Scientist, New York University

Resume | CV


My life runs on two tracks: I am a research scientist by day and a community advocate by night, and I love finding ways to bring the two tracks together. I enjoy taking on challenges - the bigger, the better - and I thrive in environments where uncertainty is the norm. I enjoy an opportunity to understand a problem in depth, work with smart and empathetic collaborators on ideas, and see the solution through to the finish. This page describes some of my recent endeavors.


Research

The perceptual experiences of infants in the first few years of life begin a remarkable process of knowledge acquisition and set up the neural processes that support that development. My research aims to understand the structure in early visual environments and the role of that structure in visual development. I study the visual properties of early environments at three levels: low level properties, object-level attributes, temporal characteristics. I ask how the properties change with age, how they vary across individuals (and culture) and how they relate to development of visual sensitivities measured through neurophysiological and behavioral responses.

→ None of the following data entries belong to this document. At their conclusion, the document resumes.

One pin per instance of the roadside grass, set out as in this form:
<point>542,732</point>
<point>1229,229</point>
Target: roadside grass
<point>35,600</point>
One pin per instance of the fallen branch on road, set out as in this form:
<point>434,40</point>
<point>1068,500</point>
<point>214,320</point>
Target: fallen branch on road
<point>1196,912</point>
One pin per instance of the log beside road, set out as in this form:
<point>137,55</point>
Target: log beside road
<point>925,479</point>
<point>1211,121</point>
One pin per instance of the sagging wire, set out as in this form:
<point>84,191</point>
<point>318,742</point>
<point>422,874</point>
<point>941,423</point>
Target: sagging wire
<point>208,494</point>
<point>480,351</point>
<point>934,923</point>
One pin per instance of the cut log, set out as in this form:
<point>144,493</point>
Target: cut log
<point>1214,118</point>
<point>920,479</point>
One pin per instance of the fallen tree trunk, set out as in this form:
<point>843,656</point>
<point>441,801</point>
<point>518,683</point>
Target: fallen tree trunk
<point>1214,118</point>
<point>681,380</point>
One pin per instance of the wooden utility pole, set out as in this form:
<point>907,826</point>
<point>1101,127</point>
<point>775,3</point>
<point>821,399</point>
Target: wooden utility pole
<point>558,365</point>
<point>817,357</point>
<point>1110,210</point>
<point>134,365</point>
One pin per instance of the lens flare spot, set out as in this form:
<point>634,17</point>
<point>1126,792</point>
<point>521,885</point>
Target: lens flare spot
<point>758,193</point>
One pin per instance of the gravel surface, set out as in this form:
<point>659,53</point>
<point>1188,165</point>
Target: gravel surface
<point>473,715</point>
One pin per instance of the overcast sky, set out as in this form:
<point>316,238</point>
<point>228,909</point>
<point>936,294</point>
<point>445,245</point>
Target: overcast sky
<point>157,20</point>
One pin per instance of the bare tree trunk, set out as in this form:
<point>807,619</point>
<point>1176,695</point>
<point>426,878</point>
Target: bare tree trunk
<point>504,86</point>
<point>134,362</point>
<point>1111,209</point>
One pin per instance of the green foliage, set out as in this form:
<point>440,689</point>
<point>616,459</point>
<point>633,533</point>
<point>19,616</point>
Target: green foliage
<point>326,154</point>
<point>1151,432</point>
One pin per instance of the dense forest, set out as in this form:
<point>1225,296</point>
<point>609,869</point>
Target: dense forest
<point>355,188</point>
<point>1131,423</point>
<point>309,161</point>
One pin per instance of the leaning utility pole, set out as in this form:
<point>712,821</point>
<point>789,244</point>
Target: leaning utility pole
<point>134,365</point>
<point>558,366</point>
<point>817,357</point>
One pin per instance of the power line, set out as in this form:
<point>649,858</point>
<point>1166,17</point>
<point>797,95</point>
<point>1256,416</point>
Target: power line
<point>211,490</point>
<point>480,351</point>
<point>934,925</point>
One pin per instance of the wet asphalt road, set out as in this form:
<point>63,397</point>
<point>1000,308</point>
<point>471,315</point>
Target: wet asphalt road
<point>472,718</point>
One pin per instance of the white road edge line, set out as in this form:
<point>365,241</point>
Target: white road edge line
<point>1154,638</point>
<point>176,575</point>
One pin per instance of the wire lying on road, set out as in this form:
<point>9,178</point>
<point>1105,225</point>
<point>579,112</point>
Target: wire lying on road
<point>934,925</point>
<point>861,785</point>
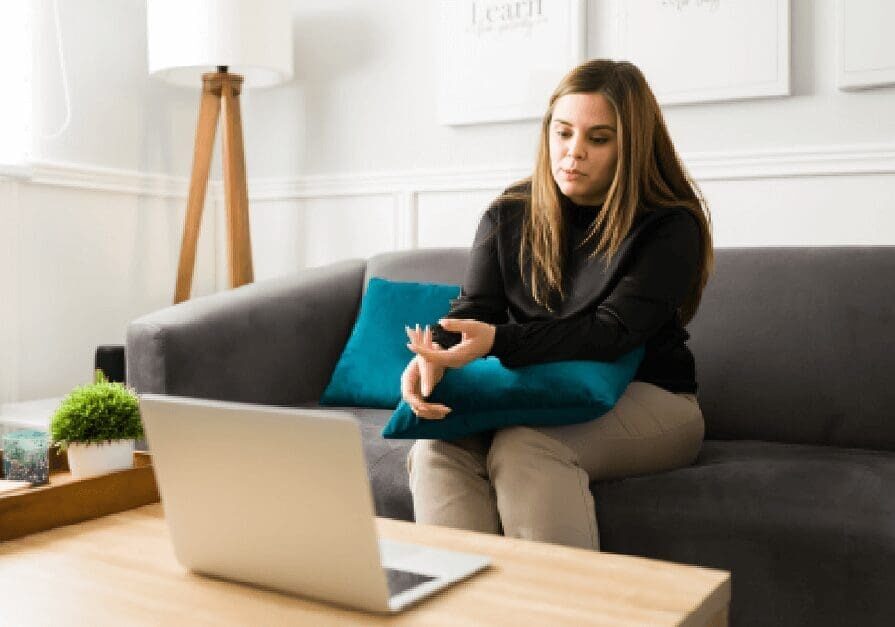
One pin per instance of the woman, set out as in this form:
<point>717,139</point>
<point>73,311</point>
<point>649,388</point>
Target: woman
<point>605,248</point>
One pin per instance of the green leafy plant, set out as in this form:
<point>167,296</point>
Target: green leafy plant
<point>99,412</point>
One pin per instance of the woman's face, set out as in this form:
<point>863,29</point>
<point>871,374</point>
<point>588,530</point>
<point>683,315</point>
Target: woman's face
<point>583,147</point>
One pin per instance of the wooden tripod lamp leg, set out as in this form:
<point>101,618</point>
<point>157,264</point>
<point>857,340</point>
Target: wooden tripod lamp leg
<point>239,243</point>
<point>209,111</point>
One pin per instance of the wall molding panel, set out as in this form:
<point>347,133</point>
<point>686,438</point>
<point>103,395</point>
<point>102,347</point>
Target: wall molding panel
<point>834,160</point>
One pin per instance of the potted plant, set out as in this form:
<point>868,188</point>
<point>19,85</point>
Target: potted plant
<point>97,424</point>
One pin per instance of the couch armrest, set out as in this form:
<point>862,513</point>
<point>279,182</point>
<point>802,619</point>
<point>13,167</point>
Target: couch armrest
<point>275,342</point>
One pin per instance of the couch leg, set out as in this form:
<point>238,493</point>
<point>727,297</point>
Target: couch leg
<point>720,619</point>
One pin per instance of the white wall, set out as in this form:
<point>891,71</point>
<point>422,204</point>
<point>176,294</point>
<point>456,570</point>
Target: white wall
<point>348,160</point>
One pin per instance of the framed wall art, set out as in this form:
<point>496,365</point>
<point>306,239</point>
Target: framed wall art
<point>866,48</point>
<point>706,50</point>
<point>500,60</point>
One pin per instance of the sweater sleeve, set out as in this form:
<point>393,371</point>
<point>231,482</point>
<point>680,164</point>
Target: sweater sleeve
<point>482,295</point>
<point>657,279</point>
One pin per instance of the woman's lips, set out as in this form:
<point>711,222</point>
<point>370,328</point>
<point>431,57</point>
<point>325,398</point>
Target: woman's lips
<point>570,175</point>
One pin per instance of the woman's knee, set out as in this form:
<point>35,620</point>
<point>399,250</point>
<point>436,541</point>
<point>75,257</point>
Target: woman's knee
<point>517,448</point>
<point>430,453</point>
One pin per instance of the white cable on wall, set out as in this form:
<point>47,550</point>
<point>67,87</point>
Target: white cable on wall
<point>64,73</point>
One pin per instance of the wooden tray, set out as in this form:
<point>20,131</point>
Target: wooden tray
<point>66,501</point>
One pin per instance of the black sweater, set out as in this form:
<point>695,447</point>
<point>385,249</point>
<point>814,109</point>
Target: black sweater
<point>606,312</point>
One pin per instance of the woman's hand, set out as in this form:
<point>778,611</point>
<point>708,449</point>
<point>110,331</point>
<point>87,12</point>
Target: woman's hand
<point>411,393</point>
<point>477,340</point>
<point>430,373</point>
<point>420,378</point>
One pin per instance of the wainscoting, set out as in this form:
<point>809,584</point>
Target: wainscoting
<point>83,249</point>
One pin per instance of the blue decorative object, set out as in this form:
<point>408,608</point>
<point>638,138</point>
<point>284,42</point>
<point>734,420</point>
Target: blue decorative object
<point>25,456</point>
<point>368,373</point>
<point>484,395</point>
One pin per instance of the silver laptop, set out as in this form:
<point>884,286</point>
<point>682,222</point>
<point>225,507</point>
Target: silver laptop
<point>280,498</point>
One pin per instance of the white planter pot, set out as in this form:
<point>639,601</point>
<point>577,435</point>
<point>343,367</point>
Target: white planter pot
<point>89,460</point>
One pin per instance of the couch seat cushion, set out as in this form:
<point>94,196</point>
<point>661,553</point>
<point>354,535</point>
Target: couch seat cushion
<point>809,528</point>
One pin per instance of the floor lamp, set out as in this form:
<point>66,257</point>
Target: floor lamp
<point>227,45</point>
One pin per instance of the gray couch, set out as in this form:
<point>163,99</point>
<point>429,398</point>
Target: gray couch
<point>794,490</point>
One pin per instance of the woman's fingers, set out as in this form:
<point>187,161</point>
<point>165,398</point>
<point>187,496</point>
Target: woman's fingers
<point>430,411</point>
<point>453,357</point>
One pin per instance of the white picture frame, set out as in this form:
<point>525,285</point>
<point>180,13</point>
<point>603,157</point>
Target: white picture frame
<point>706,50</point>
<point>865,47</point>
<point>500,60</point>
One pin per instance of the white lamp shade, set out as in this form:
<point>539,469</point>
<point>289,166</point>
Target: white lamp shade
<point>252,38</point>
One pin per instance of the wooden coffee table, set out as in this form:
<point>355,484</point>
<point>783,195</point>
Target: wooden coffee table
<point>121,570</point>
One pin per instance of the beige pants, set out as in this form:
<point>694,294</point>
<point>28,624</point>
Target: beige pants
<point>533,483</point>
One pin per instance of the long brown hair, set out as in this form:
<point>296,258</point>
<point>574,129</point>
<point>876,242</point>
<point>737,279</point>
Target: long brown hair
<point>649,175</point>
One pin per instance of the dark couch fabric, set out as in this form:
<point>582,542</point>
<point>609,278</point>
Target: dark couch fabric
<point>809,530</point>
<point>794,491</point>
<point>796,345</point>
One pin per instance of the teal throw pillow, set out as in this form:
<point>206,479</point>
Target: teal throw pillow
<point>484,395</point>
<point>368,374</point>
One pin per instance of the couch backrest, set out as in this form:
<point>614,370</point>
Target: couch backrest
<point>798,345</point>
<point>431,265</point>
<point>791,344</point>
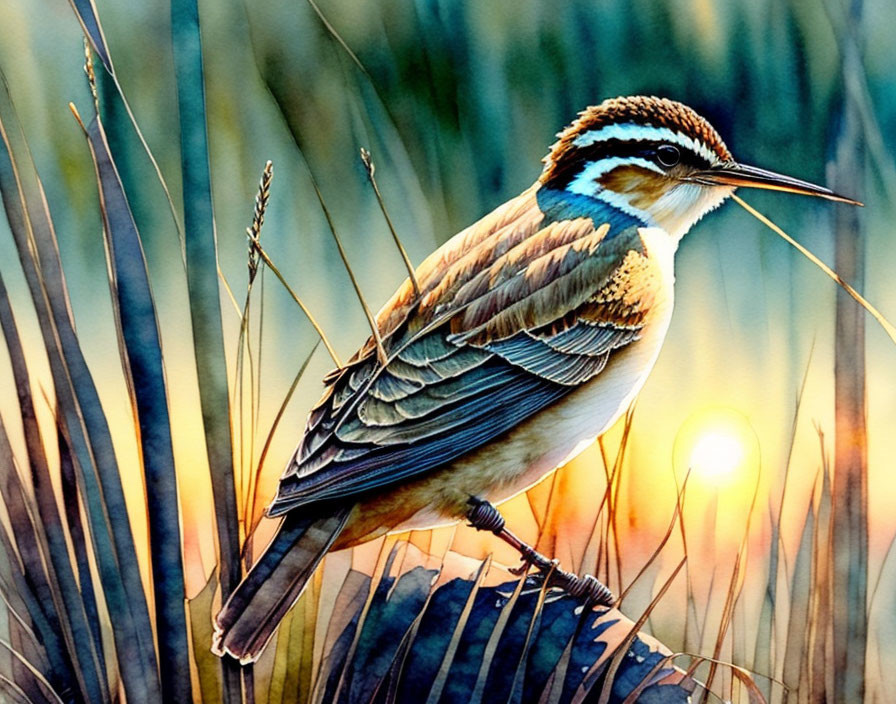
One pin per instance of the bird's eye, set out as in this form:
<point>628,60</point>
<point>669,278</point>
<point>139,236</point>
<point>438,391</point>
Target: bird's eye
<point>668,155</point>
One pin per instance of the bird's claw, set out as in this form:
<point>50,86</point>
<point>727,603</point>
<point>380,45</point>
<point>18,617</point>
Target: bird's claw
<point>483,516</point>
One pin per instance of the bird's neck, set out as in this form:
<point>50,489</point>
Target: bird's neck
<point>561,204</point>
<point>675,211</point>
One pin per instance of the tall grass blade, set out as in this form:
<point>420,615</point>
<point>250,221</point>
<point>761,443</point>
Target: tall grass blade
<point>35,672</point>
<point>71,502</point>
<point>85,10</point>
<point>438,684</point>
<point>494,638</point>
<point>135,310</point>
<point>200,610</point>
<point>858,297</point>
<point>623,647</point>
<point>63,671</point>
<point>114,547</point>
<point>796,661</point>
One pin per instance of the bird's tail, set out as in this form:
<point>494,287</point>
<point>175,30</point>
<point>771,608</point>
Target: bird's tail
<point>255,608</point>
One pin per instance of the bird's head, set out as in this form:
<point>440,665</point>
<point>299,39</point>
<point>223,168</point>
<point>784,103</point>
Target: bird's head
<point>656,160</point>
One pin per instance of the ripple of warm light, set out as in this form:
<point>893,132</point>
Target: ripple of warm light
<point>717,455</point>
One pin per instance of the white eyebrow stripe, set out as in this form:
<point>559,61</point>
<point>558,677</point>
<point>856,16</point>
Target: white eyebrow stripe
<point>632,132</point>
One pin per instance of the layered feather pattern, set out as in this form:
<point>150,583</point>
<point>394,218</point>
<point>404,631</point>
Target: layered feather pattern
<point>515,312</point>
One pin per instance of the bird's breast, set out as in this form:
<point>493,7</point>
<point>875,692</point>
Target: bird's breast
<point>527,453</point>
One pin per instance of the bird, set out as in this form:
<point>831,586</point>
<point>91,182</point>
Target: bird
<point>518,342</point>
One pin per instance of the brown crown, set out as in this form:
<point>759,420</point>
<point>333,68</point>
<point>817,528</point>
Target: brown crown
<point>640,110</point>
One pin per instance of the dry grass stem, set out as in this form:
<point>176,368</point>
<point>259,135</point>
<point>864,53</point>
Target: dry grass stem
<point>371,168</point>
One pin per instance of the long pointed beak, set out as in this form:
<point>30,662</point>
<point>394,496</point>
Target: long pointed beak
<point>733,174</point>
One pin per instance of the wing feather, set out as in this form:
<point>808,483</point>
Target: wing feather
<point>518,318</point>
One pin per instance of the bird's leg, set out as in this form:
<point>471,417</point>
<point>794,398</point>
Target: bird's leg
<point>483,516</point>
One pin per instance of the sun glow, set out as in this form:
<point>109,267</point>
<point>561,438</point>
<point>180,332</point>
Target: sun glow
<point>717,455</point>
<point>718,447</point>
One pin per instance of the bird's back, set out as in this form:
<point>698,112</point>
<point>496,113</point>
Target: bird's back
<point>516,312</point>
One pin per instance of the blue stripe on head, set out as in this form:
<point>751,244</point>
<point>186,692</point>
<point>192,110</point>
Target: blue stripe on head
<point>560,205</point>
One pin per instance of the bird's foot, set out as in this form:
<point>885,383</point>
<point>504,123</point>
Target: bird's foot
<point>483,516</point>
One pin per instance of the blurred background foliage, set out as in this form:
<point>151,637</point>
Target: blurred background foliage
<point>458,102</point>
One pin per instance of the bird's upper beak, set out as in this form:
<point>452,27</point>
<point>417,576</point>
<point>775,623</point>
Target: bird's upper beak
<point>733,174</point>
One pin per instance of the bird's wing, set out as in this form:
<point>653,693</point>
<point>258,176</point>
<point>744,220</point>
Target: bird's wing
<point>485,348</point>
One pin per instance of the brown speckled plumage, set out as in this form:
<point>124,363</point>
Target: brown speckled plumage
<point>639,110</point>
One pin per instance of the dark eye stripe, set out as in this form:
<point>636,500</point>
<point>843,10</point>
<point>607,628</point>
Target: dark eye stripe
<point>571,163</point>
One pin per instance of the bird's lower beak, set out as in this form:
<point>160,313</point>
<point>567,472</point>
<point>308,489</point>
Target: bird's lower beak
<point>738,175</point>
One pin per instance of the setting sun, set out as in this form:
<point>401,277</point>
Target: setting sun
<point>717,455</point>
<point>718,446</point>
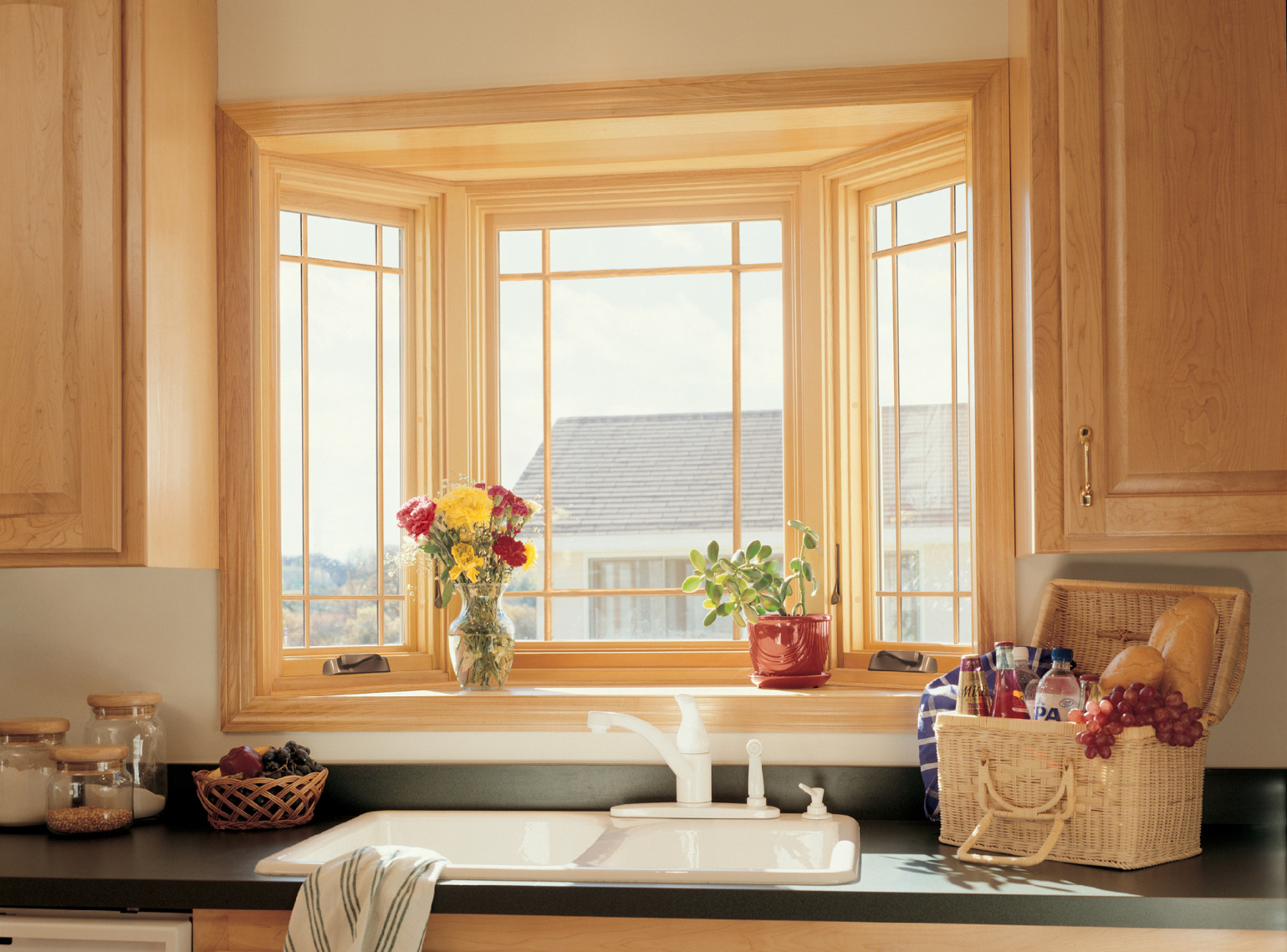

Characterizing early visual environments

The central project of my post-doctoral training at the Cognitive Development laboratory at Indiana University was the collection of a large corpus of infant-perspective videos: over 600 hours of video rendering 70 million frames from 131 infants aged 1 to 24 months of age. To do this, I use a head camera system that is easy for parents to use at home to record the scenes from their infant’s perspective. The data collected through this project is rich, multi-dimensional, and of broad interest, and it has immense scope for addressing a variety of unresolved questions about early visual experience.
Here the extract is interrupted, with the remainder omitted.